A cell spends 90% of it’s time in the first three phases of the cycle, which are collectively called the interphase. A cell will enter the last two phases of the cell cycle (mitosis and cytokinesis) only if it about to divide.
The 5 phases of cell growth: First growth (G1) phase / Synthesis (S) phase / Second Growth (G2) phase / Mitosis / Cytokinesis
Stage 1: First growth (G1) During the G1 phase, a cell grows rapidly and carries out it’s routine functions. Cells that are not dividing stay in the G1 phase. For most organisms, this phase occupies the major portion of the cell’s life.
Stage 2: Synthesis (S) phase. A cell’s DNA is copied during this phase. At the end of this phase, each chromosome consists of two chromatids attached at the centromere.
Stage 3: Second Growth (G2) In the G2 phase, preparations are made for the nucleus to divide.

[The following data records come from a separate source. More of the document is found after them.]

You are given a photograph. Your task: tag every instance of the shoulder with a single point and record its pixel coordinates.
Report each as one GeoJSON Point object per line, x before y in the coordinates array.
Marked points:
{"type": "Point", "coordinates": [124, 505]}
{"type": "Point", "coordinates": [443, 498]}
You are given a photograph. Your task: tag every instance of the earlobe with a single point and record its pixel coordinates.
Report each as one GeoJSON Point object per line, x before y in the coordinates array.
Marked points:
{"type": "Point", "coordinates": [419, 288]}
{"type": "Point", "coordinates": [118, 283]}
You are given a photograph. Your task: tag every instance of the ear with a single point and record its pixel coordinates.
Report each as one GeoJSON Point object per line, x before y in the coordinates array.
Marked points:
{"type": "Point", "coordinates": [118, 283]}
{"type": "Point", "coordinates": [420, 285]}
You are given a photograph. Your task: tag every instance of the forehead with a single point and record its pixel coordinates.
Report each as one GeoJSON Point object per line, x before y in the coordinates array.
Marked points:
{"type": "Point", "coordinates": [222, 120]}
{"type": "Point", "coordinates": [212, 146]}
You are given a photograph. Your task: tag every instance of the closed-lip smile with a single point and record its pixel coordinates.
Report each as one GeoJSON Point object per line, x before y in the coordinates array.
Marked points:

Stage 4: Mitosis. The process during cell division in which the nucleus of a cell is divided into two nuclei is called mitosis. Each nucleus ends up with the same number and kinds of chromosomes as the original cell.
Stage 5: Cytokinesis. The process during cell division in which the cytoplasm divides is called cytokinesis
Mitosis and cytokinesis produce new cells by division that are identical to the original cells and allow organisms to grow, replace damaged tissues, and, in some organism, reproduce asexually.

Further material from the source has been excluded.